In a by-now-familiar tactic, Trump has tried to redirect criticism of his reckless behavior to his predecessorsAccording to Trump, Jimmy Carter “sent the nuclear codes to his dry cleaner.”  Bill Clinton “left the White House with recordings in his socks.” George W. Bush transferred millions of documents “to a former bowling alley pieced together with what was then an old and broken Chinese restaurant… with a broken front door and broken windows.” Barack Obama stored 30 million records in an abandoned Chicago furniture warehouse.

It’s all bull.

 “Here you are after all these years,” Rex Harrison once said to Robert Morley, his fellow English actor, “with the same house… and, if I may say so, the same performance.”

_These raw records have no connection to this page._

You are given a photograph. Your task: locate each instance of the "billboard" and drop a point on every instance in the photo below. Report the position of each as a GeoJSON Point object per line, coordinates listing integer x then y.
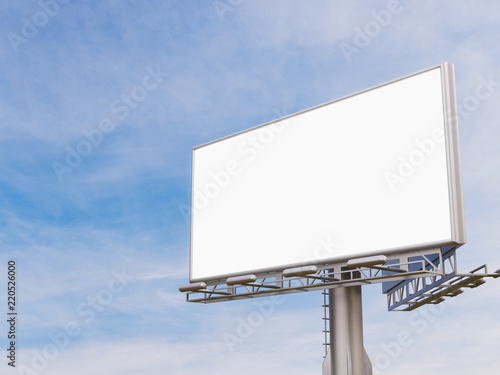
{"type": "Point", "coordinates": [376, 172]}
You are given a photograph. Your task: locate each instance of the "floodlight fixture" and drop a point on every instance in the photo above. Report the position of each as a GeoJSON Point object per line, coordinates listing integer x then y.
{"type": "Point", "coordinates": [241, 280]}
{"type": "Point", "coordinates": [477, 283]}
{"type": "Point", "coordinates": [454, 293]}
{"type": "Point", "coordinates": [193, 287]}
{"type": "Point", "coordinates": [438, 300]}
{"type": "Point", "coordinates": [377, 260]}
{"type": "Point", "coordinates": [300, 271]}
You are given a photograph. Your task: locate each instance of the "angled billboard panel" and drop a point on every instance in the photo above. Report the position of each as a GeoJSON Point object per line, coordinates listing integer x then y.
{"type": "Point", "coordinates": [377, 172]}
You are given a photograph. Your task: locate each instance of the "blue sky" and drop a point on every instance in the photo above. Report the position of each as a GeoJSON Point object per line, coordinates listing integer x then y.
{"type": "Point", "coordinates": [102, 244]}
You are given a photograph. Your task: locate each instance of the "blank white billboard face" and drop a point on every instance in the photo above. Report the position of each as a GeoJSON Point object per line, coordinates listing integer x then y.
{"type": "Point", "coordinates": [377, 172]}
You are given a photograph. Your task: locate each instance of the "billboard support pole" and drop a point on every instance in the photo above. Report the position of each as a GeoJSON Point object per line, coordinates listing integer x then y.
{"type": "Point", "coordinates": [347, 353]}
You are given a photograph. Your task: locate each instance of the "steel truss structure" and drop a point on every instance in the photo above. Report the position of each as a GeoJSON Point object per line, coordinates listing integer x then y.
{"type": "Point", "coordinates": [433, 289]}
{"type": "Point", "coordinates": [418, 278]}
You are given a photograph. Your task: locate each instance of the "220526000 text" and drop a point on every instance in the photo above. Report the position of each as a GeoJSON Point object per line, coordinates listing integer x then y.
{"type": "Point", "coordinates": [11, 312]}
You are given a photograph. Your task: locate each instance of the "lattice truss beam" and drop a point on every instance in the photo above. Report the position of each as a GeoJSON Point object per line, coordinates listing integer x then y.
{"type": "Point", "coordinates": [433, 289]}
{"type": "Point", "coordinates": [413, 279]}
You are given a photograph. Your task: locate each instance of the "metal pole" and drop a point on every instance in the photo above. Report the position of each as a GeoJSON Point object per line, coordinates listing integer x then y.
{"type": "Point", "coordinates": [347, 353]}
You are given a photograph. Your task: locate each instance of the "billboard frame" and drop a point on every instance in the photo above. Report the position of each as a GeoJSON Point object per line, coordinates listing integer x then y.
{"type": "Point", "coordinates": [455, 193]}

Donald Trump’s performance relies on lies about all things great and small. Among the dozens of false and easy-to-fact-check claims in his announcement this month of a 2024 presidential run was this doozy: Despite predictions that he would be a warmonger president, Trump bragged, “I’ve gone decades, decades without a war. The first president to do it for that long a period.”

And, alas, far too many Americans still seem willing to buy what he is selling.

Glenn C. Altschuler is the Thomas and Dorothy Litwin Professor of American Studies at Cornell University. He is the co-author (with Stuart Blumin) of “Rude Republic: Americans and Their Politics in the Nineteenth Century.”